Review these code descriptors to avoid compliance problems under close scrutiny
When is the last time you carefully read the CPT® preamble language and the code descriptors for observation services? Observation services continue to be closely watched as Congress considers a bill for greater transparency regarding when and why observation services are reported rather than an inpatient admission.
Several factors are involved in the controversy, which is mostly driven by changes in out of pocket payments by Medicare beneficiaries when they are observation patients. This is predominately seen when beneficiaries end up with huge bills when they go to a skilled nursing facility after leaving the hospital, advises Todd Thomas, CPC, CCS-P, President of ERcoder, Inc in Edmond, OK.
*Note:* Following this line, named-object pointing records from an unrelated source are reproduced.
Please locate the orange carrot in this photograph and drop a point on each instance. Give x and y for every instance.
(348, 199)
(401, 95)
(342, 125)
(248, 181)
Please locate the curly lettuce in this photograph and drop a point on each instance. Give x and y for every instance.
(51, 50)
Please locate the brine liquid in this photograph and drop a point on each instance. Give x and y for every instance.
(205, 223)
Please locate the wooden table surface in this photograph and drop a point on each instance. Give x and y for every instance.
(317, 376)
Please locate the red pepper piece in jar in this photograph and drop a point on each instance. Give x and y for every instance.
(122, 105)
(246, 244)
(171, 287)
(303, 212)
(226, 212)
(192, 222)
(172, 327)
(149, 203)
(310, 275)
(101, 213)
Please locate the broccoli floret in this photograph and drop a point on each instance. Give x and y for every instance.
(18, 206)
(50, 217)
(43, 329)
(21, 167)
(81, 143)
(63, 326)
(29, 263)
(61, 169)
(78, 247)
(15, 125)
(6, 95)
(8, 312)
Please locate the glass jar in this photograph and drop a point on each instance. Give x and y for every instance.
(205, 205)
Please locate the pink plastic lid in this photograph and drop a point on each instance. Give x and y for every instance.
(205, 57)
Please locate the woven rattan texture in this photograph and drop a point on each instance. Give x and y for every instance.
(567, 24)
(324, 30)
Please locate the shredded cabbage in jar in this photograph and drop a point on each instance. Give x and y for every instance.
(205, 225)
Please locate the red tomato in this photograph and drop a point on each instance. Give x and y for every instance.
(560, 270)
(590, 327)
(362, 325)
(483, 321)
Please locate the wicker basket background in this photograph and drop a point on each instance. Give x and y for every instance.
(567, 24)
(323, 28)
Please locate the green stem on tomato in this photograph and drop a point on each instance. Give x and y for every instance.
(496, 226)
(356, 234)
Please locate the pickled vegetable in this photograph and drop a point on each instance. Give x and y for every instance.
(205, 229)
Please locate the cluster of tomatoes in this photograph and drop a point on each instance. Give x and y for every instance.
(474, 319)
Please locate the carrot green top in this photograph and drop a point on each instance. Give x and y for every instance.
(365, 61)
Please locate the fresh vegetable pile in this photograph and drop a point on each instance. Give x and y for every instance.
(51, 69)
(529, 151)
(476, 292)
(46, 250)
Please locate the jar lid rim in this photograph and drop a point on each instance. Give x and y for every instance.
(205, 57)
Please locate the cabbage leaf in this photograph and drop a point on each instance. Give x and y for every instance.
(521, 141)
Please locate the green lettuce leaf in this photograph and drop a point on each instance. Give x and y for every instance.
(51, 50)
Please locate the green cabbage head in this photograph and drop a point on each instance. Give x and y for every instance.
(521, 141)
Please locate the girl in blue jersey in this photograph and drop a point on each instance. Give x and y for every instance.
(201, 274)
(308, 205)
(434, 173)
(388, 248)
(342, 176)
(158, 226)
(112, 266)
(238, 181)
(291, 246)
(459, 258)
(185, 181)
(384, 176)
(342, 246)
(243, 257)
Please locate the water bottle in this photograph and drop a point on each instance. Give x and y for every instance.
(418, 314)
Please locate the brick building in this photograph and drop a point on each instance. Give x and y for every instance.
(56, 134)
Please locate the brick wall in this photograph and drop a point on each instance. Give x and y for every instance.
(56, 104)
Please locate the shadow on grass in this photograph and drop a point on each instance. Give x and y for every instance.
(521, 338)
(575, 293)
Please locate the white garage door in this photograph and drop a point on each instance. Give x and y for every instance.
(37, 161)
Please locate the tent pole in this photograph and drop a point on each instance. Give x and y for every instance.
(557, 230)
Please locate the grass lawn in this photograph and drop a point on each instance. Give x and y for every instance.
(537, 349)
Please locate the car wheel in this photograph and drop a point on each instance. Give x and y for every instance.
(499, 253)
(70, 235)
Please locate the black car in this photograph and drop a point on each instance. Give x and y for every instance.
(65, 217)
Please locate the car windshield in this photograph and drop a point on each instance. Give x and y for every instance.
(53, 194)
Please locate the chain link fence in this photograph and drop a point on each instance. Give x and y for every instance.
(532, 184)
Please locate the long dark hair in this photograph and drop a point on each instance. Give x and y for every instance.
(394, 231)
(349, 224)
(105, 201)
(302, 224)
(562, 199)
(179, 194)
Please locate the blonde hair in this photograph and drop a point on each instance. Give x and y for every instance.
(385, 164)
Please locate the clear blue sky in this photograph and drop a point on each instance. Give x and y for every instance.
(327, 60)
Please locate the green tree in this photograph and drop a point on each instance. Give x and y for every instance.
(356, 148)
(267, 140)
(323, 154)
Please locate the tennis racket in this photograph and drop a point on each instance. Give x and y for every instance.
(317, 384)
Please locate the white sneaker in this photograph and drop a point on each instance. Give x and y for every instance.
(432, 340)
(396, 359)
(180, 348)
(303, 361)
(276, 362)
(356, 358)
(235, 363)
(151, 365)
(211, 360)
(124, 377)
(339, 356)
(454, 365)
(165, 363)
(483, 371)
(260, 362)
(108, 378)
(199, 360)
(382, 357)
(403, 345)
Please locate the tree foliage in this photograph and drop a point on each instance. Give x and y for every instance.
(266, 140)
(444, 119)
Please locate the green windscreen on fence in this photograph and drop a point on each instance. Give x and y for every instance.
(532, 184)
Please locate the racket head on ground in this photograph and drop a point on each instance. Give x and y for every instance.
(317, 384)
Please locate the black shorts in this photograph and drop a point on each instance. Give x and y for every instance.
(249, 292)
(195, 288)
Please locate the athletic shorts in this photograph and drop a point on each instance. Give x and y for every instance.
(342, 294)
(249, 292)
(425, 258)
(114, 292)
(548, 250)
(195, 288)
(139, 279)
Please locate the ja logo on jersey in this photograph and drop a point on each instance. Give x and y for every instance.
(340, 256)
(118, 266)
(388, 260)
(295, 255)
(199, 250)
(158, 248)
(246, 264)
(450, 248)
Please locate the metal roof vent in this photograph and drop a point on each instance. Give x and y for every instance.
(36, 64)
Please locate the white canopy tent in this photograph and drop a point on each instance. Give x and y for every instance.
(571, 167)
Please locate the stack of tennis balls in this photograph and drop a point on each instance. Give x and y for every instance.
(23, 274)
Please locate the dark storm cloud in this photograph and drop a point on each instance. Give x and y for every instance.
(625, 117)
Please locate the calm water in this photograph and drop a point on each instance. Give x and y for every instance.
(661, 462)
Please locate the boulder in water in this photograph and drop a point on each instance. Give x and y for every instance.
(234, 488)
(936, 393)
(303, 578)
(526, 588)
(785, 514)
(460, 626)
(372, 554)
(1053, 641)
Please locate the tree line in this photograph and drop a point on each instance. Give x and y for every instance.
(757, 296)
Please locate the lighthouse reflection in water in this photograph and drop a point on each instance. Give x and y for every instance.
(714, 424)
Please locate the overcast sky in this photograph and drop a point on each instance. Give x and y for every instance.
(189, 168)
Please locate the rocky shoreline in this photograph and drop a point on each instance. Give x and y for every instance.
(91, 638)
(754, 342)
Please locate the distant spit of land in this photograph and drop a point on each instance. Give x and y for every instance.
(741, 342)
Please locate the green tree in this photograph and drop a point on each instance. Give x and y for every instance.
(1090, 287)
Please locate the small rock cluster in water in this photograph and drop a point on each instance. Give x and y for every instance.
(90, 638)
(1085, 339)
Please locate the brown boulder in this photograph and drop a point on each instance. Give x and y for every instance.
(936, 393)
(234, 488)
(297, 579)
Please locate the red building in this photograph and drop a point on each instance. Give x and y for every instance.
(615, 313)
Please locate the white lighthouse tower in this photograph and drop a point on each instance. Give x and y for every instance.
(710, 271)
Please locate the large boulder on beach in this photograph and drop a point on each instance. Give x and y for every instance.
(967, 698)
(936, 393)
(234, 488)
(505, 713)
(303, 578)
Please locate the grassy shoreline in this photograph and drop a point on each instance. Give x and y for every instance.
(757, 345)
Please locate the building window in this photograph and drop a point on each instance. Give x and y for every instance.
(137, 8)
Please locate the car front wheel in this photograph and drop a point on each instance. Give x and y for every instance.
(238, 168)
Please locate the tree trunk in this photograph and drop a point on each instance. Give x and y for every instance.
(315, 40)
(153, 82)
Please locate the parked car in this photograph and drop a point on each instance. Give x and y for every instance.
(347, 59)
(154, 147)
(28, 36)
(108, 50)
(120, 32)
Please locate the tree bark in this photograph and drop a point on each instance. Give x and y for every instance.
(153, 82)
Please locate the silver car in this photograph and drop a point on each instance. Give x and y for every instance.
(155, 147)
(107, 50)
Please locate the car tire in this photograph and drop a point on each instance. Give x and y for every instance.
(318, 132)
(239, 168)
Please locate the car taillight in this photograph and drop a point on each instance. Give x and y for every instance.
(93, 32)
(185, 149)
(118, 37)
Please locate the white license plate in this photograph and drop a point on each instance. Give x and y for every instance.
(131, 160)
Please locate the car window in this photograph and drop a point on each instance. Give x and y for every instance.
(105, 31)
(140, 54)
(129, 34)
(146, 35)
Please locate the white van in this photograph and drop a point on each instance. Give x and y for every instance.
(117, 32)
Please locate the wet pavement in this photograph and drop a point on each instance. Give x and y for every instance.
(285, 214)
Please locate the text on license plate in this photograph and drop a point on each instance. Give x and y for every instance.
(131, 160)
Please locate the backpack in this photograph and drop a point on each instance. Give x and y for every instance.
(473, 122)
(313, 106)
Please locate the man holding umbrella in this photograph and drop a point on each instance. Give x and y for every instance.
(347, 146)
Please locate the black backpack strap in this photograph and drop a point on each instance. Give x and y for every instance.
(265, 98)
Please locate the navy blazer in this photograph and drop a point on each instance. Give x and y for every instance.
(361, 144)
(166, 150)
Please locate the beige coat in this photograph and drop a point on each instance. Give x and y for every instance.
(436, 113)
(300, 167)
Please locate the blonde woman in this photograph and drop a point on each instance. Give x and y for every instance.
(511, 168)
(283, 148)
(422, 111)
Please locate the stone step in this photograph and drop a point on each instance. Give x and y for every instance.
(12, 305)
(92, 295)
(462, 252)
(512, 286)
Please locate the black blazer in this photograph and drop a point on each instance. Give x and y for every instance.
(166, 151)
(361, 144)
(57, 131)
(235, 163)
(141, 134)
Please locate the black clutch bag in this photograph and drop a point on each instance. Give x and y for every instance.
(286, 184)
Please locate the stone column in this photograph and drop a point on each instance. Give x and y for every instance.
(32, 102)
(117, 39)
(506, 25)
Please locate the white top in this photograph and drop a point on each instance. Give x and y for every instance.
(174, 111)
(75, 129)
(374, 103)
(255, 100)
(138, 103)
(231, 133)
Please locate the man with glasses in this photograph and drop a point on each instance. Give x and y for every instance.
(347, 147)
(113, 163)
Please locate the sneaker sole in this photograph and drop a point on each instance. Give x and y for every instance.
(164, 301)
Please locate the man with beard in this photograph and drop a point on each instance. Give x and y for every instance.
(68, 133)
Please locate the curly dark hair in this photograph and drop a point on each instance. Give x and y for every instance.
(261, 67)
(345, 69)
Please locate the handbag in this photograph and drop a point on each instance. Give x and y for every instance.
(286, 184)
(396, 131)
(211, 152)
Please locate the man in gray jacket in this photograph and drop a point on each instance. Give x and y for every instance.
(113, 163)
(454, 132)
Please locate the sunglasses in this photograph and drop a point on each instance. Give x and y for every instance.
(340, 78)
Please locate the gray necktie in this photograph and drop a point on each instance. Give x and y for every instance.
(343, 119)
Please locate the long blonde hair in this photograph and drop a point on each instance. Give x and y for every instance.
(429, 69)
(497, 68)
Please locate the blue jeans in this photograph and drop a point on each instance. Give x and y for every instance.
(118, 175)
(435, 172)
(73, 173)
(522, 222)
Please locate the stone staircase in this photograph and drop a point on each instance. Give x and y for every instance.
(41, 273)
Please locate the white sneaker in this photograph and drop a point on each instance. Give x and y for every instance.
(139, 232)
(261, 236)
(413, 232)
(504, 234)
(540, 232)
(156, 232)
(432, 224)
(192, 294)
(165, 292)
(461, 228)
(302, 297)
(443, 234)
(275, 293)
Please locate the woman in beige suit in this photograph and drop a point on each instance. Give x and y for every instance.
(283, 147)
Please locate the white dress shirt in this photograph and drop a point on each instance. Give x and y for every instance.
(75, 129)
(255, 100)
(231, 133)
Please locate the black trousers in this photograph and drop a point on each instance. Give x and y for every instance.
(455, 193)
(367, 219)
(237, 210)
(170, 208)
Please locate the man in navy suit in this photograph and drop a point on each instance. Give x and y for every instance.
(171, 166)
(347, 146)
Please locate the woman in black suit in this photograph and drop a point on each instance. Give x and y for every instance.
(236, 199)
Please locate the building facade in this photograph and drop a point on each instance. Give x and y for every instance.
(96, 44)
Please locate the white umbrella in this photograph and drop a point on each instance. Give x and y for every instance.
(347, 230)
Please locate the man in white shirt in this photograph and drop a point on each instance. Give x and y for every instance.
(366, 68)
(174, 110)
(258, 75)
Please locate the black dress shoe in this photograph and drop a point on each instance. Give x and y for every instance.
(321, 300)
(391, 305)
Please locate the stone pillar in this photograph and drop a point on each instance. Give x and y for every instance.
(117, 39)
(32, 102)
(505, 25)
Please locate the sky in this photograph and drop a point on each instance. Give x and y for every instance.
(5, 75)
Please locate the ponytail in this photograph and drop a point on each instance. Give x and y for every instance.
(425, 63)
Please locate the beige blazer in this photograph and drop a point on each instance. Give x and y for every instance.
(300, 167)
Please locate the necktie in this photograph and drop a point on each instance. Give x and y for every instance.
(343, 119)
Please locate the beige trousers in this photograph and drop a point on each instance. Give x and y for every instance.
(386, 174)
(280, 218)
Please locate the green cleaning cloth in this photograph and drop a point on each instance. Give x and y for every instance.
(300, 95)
They find that Medicare won’t cover the cost because the patient failed to qualify for skilled nursing facility coverage by first spending three consecutive midnights as an admitted inpatient in a hospital, Thomas notes. Currently, observation days don’t count towards those three midnights. Even if a skilled nursing stay is not needed, beneficiaries are responsible for unexpected Medicare Part B co-pays for self-administered drugs received during the outpatient hospital stay; since they were never actually admitted into the hospital and the drugs therefore are not covered under Part A, he says.
Be aware: At press time Congress had passed The Notice of Observation Treatment and Implication for Care Eligibility Act that would require hospitals to notify beneficiaries receiving observation services for more than 24 hours of their status as an outpatient under observation. However, it had not yet been signed into law.
Stay tuned: The next issue of ED Coding and Reimbursement Alert will cover news and analysis to explain what this will mean for your practice if it becomes law.
Be Sure You Know How to Handle These Codes
There are multiple sets of codes to report observation services, depending on whether all of the care is provided on a single calendar date or spans more than one calendar dates. Add in the discharge from observation code, and you have a total of ten possible choices per given day of observation services, says Thomas.
Medical Decision Making Is A Key Driver Of Observation Code Assigned
Let’s start with the codes to use when total observation services span more than one calendar day.
These include the initial and subsequent observation care codes and the observation discharge services code.
As you can see from the individual code descriptors below all but the lowest level in each observation code family requires a comprehensive history and physial exam, so the actual driver of the code choice is frequently the medical decision making level documented, says Thomas.
Even so, be sure to remember that unlike ED E/M codes, observation services require three of three documented items from the past medical, family and social history for a comprehensive history in the Medicare documentation guidelines.
Also unlike the ED E/M codes, there are typical times listed in the code descriptors; however, in the ED observations setting those times are rarely concurrent and rather take place over repeat visits during the time the patient is in observation status, Thomas explains.
Initial Observation Care Codes
According to CPT®, these codes apply to all evaluation and management services that a practitioner provides on the same date of initiating “observation status”.
Check Timeframes for Subsequent Observation Care Codes
If the observations services transcend midnight onto a second calendar full day, report that second day using the subsequent observation codes.
This is typically the middle day of observation services between the initial admission to observation status and the discharge for observation on the third day. These codes include reviewing the medical record and reviewing the results of diagnostic studies and changes in the patient’s status since the last assessment by the physician.
Be sure to note that only 2 of the 3 key components are required for this code set, says Thomas.
CMS is of the opinion that in the majority of cases, the decision whether to discharge a patient from the hospital following resolution of the reason for the observation care or to admit the patient as an inpatient can be made in less than 48 hours, usually in less than 24 hours, says Thomas.
In only rare and exceptional cases do reasonable and necessary outpatient observation services span more than 48 hours. This is the rationale behind the “two midnight rule” that suggests a patient that spends more than two nights in observation status, should probably have been admitted as inpatient status, however in the ED setting those three calendar days can over far less than 48 hours of actual observation time, Thomas explains.
Observation Discharge Code
99217 (Observation care discharge day management. [This code is to be utilized to report all services provided to a patient on discharge from “observation status” if the discharge is on other than the initial date of “observation status.” To report services to a patient designated as “observation status” or “inpatient status” and discharged on the same date, use the codes for Observation or Inpatient Care Services (including Admission and Discharge Services, 99234-99236 as appropriate.)]) These services include a final exam, discussion of the observation stay, follow-up instructions, and documentation. Do not report 99217 if the patient was placed in observation and discharged on the same day.
If the admission to and discharge from observation status all occur on the same day, report the appropriate code from the Observation or inpatient hospital care family. Remember that Medicare requires a minimum of eight hours in observation care on that day to qualify for reporting these codes, warns Thomas. If you don’t reach that threshold, report using the initial observation care code instated, he adds.